Point72 Asset Management's Steven A. Cohen, the billionaire investor operating under a two-year ban from managing others' money, is putting $250 million of his own funds under management with Boston-based startup Quantopian, and has bought a $2 million piece of ownership in the algorithmic trading platform.
It's a major profile booster for Quantopian, which last reported managing just $5 million in investments through its trading platform.
Quantopian is unusual among algorithmic hedge funds in that it does not rest its trading strategy upon proprietary algorithms developed in-house. Instead, the firm's crowdsourcing model allows it to vacuum up trading algorithms from a global community of over 85,000 contributors. The algorithms they submit are able to plug into Quantopian's massive data sets, and the company vets strategies in a test environment.
Those that perform well get access to capital allocations and the algorithm authors reap a share of any returns.

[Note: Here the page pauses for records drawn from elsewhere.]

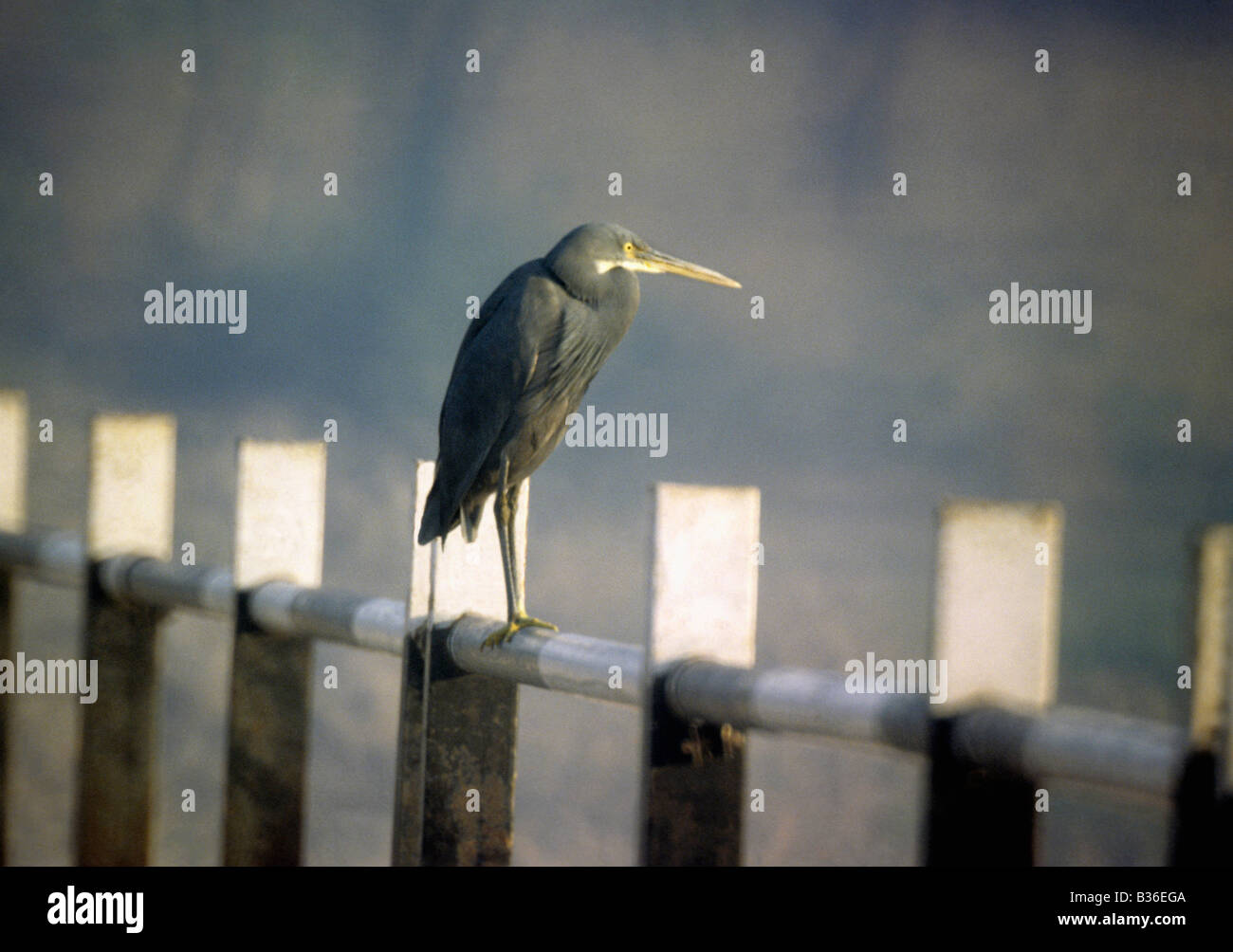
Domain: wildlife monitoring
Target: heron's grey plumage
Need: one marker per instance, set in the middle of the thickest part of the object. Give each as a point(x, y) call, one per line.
point(524, 365)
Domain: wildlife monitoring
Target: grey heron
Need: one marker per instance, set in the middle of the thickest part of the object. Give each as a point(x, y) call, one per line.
point(522, 369)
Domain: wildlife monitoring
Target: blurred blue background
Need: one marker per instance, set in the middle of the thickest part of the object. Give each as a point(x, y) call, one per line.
point(875, 308)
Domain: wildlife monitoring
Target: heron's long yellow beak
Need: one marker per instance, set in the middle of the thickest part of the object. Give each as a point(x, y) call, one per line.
point(658, 262)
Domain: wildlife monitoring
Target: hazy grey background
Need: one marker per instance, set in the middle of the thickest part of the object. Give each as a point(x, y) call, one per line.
point(876, 307)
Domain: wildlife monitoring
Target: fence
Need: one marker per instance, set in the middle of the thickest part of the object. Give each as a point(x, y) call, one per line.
point(990, 746)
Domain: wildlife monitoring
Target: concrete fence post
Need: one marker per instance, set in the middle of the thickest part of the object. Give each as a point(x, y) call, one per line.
point(704, 590)
point(998, 594)
point(454, 799)
point(280, 522)
point(131, 511)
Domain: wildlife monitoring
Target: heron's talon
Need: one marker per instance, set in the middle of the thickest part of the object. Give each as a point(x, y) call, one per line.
point(504, 634)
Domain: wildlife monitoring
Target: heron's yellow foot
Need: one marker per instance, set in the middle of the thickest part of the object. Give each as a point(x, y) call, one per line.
point(504, 634)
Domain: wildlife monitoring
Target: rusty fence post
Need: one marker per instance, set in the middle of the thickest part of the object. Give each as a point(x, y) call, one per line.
point(280, 522)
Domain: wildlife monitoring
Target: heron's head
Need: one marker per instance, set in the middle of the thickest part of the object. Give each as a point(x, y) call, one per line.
point(597, 248)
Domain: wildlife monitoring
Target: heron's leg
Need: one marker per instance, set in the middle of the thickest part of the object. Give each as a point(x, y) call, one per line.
point(505, 513)
point(506, 509)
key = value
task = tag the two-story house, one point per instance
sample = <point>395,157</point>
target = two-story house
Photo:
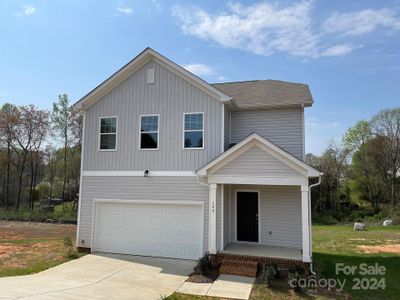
<point>173,166</point>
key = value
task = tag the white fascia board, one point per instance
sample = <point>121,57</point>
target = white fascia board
<point>138,173</point>
<point>220,179</point>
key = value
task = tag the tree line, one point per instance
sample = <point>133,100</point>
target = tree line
<point>364,165</point>
<point>39,154</point>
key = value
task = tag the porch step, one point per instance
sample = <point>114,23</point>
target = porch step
<point>238,267</point>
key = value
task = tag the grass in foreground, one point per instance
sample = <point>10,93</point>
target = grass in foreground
<point>27,248</point>
<point>378,245</point>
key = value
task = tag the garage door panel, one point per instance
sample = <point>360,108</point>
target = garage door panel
<point>166,230</point>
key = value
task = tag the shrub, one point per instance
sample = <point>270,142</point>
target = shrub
<point>268,273</point>
<point>204,264</point>
<point>72,252</point>
<point>294,274</point>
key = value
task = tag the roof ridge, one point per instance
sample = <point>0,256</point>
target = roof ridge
<point>257,80</point>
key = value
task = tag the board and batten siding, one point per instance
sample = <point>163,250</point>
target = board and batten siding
<point>256,162</point>
<point>227,127</point>
<point>283,127</point>
<point>280,214</point>
<point>137,188</point>
<point>170,97</point>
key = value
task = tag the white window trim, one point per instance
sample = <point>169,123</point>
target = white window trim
<point>100,134</point>
<point>184,131</point>
<point>259,216</point>
<point>158,132</point>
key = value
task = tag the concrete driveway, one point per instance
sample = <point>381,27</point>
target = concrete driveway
<point>101,276</point>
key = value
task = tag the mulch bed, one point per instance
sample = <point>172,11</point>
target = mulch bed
<point>210,277</point>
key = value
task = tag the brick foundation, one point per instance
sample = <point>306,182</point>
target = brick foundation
<point>84,250</point>
<point>247,265</point>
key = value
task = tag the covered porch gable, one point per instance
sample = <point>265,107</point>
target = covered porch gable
<point>255,160</point>
<point>259,172</point>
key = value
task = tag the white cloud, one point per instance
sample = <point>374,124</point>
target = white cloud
<point>221,78</point>
<point>267,28</point>
<point>200,69</point>
<point>338,50</point>
<point>27,10</point>
<point>262,28</point>
<point>361,22</point>
<point>124,10</point>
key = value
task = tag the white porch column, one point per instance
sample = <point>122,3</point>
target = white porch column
<point>305,223</point>
<point>212,217</point>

The $250 million investment is Cohen's biggest public vote of confidence yet in algorithm-driven trading, variations of which are also known as quantitative strategies or systematic CTAs. Cohen is set to emerge from a two-year ban on managing others' money in early 2018, the result of insider trading charges against SAC Capital Advisors, Point72's predecessor firm. (Cohen himself was not criminally charged.)
The ownership interest in Quantopian is the first publicly announced investment by Point72 Ventures, Cohen's venture capital firm that launched in March. The deal, along with recent news of a massive office lease he's signed in Manhattan's Hudson Yards development, signals Cohen's major ramp-up for a return to managing other's money.